自らの想う物と相手の考えることの隔たり

‘ピンポーン’
「チャイム?・・・誰か来たのかのう?」
「あ~・・・だから博士の家に行こうって言ったのによ・・・」
「新一が自分の家なんだから自分の家に入りたいって頑固になっとったからのう・・・」
そんな会話をしている内にチャイムが聞こえてきて、二人はそちらの方に意識を取られつつエドは愚痴を口にして阿笠も何とも言えないというように漏らす。新一の気持ちを優先したことに。
「・・・とりあえず博士が出てくれ。宅配とかだったら俺よっか博士の方がこの家の人だって対応出来るだろうしよ」
「まぁ今の新一を出すよりはその方がいいだろうから出てくるぞ。ちょっと待っといてくれ・・・」
しかし愚痴ばかりを言ってはいられないとエドが阿笠に応対に出るように理由も添えて頼めば、仕方無いというように外へと向かう。
「・・・本当にどうすっかな、マジで・・・」
そうして一人になったエドは頭をかいて困ったと頭をかく。優作達を呼ぶとは言ったが、今の状況からあまり自分も含めて良いことにならないだろうという予感から。
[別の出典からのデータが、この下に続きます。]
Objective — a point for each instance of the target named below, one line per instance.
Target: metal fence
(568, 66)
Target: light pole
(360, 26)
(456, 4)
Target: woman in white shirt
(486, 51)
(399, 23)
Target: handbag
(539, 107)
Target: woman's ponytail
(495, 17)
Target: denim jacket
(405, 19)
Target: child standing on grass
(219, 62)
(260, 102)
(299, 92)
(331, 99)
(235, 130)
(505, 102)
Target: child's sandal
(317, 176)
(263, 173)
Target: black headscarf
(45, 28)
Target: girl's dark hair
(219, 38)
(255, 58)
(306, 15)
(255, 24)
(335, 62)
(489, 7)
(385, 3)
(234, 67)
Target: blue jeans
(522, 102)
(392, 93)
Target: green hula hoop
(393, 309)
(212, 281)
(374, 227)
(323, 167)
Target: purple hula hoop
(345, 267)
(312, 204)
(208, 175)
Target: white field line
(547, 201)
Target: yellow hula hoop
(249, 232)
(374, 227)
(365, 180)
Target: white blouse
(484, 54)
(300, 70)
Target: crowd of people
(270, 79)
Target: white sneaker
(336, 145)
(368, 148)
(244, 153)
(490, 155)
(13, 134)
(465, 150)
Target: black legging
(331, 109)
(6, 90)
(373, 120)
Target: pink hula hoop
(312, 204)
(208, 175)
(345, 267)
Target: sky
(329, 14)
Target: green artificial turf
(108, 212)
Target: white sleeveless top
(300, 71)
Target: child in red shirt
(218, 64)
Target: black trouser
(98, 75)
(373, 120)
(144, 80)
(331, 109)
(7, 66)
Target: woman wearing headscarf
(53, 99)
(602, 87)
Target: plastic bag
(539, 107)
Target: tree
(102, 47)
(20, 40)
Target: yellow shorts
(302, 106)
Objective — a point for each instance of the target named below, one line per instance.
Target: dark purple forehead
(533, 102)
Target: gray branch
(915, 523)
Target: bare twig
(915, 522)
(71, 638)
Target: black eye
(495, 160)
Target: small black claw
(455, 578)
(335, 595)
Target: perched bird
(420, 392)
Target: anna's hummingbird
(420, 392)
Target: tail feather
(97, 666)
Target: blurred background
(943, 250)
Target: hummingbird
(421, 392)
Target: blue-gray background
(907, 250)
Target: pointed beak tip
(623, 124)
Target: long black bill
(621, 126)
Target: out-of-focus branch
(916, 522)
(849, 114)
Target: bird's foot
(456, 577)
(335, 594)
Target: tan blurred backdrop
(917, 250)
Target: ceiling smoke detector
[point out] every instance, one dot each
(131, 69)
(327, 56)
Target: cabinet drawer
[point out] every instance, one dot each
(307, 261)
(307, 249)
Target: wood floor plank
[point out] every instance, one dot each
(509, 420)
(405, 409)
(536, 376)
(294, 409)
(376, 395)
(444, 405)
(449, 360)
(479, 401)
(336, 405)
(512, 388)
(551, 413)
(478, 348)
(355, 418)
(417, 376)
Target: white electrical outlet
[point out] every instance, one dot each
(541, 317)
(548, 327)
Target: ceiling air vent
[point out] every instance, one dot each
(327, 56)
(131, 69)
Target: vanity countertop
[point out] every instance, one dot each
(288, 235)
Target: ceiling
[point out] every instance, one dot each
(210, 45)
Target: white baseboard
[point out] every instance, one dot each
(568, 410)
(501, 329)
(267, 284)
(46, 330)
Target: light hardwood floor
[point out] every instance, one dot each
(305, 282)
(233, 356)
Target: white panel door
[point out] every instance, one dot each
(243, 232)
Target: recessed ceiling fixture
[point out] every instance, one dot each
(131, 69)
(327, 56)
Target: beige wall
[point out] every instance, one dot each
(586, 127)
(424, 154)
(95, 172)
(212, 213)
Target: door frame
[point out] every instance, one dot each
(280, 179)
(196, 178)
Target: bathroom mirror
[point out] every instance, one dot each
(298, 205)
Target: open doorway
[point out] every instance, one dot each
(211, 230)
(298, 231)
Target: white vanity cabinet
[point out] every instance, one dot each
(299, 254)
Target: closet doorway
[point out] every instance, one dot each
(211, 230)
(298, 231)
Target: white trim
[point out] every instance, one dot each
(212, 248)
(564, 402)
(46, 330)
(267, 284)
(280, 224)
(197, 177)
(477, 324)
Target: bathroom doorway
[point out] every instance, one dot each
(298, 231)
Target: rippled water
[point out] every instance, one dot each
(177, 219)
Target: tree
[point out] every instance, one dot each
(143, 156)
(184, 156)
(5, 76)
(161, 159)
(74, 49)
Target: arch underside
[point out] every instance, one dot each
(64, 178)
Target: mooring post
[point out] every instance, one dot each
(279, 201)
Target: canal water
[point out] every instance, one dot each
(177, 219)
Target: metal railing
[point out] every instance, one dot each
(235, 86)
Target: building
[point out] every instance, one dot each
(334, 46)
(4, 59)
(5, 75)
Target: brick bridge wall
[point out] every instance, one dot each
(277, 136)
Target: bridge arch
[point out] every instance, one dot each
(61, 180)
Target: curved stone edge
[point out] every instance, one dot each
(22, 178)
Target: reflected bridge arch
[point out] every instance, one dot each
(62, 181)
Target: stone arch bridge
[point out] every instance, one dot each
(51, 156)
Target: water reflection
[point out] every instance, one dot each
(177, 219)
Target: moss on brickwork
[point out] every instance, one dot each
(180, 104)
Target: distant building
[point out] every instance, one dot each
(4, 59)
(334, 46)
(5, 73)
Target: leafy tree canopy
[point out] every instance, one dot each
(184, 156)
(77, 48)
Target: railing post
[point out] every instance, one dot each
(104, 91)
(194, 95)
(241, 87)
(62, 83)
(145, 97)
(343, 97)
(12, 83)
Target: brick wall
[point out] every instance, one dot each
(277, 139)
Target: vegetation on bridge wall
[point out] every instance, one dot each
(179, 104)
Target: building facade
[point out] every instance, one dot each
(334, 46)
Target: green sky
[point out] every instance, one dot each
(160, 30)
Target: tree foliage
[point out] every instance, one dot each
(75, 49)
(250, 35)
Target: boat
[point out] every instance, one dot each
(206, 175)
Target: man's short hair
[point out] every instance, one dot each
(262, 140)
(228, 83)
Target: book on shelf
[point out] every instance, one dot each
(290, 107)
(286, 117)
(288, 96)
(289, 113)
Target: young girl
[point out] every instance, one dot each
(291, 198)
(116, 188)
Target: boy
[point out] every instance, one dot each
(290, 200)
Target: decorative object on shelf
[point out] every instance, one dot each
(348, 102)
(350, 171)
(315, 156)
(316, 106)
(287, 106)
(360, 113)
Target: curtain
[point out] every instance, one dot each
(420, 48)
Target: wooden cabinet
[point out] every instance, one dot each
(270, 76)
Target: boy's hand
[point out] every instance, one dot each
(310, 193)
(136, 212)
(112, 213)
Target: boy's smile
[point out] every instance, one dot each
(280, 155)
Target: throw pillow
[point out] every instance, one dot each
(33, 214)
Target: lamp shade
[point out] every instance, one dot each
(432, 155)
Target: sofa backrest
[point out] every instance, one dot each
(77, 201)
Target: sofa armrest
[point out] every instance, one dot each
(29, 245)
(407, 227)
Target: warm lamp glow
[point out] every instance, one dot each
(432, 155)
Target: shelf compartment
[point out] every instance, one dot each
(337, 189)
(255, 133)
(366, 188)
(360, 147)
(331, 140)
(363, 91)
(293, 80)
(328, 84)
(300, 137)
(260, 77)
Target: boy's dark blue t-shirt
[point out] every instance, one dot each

・・・だが数分後、エドは困り顔の阿笠と深刻な様子を浮かべる蘭・・・新一の幼馴染みであり、いずれ引っ付くであろう女性が玄関に共に来たことにエドは口元をひきつらせた。
「・・・博士、なんで蘭が?」
「いや・・・新一が昨日から帰ってこないことや連絡が取れなくなったことから、何か妙な予感がしたことからここに来たら明かりがついていたから訪ねたのだそうじゃ・・・」
「・・・そういうことか(なんつーか昔からこういう野生の勘みたいな部分があるんだよな、蘭・・・)」
エドはそんな蘭当人ではなく阿笠にどういうことかと聞き、複雑そうに漏らした答えに曖昧に返しつつ内心で口にしないように漏らす。理屈的な部分が多い新一に対し、直感的な部分で考える事が多い上にそれで自分の求める正解に辿り着く事が多かったのはエドも前に幾度か見てきた事から・・・あまりいい予感を感じなかった為に。
「ねぇエド、新一は帰ってきてないの?というか何で博士と一緒にこの家にいるの?」
「・・・あ~・・・ちょっとリビングで待っててくんねーか?少し説明すると面倒だし、今ちょっと風呂入ってるからすぐって訳にはいかねーんだ」
「お風呂?・・・仕方無いわね~。じゃあリビングで待ってるから早くしてね~」
そんな蘭が早速と新一についてを聞いてきたことに頭をかきつつ何とか待つようにとエドが言うと、風呂という言葉から流石にそこに突っ込めないとリビングに行くと勝手知ったると言うように工藤家の中へと入っていった。
「おい、エド・・・」
「・・・言いたいことは分かる。けど無理矢理追い返すような事を言うとむしろ蘭は新一は帰ってきてるんだろって感付くのは目に見えてるだろ」
「む、むぅ・・・確かに蘭君のこういった時の察しの良さは侮れんからのう・・・」
その姿を見送った後に阿笠はエドに耳打ちする形でヒソヒソ話しかけるが、同じくヒソヒソ声で返ってきた答えに否定出来ないと苦く漏らす。エドと同じような考えを阿笠も感じていた為に。
「・・・なぁ博士。ちょっと頼みがある。耳を貸してくれ・・・」
「ん?なんじゃ?」
それでエドは何かを決心したというように阿笠に話し掛け、耳を向けてきた事にそっと自分の考えを話始める・・・


















・・・そうして数十分後。風呂から上がりあらかじめ家の中を探しておいて子どもサイズの服を来た新一にエドと阿笠は蘭が来ている旨を話してリビングに行くようにと説得して共に向かった。

ただ最初こそはこんな姿で会えるわけねーし説明出来るわけねーだろと言っていた新一だが、新一に会いに来た蘭はこの家に明かりがあった上で自分達がここにいることで新一が帰ってきてると思い、新一の所在を確認するまでは帰らないだろうからどっちにしろ蘭と相対しないといけない・・・とエドが説明すると、苦虫を噛み潰したような表情を浮かべながら分かったと頷いてリビングに二人と向かった。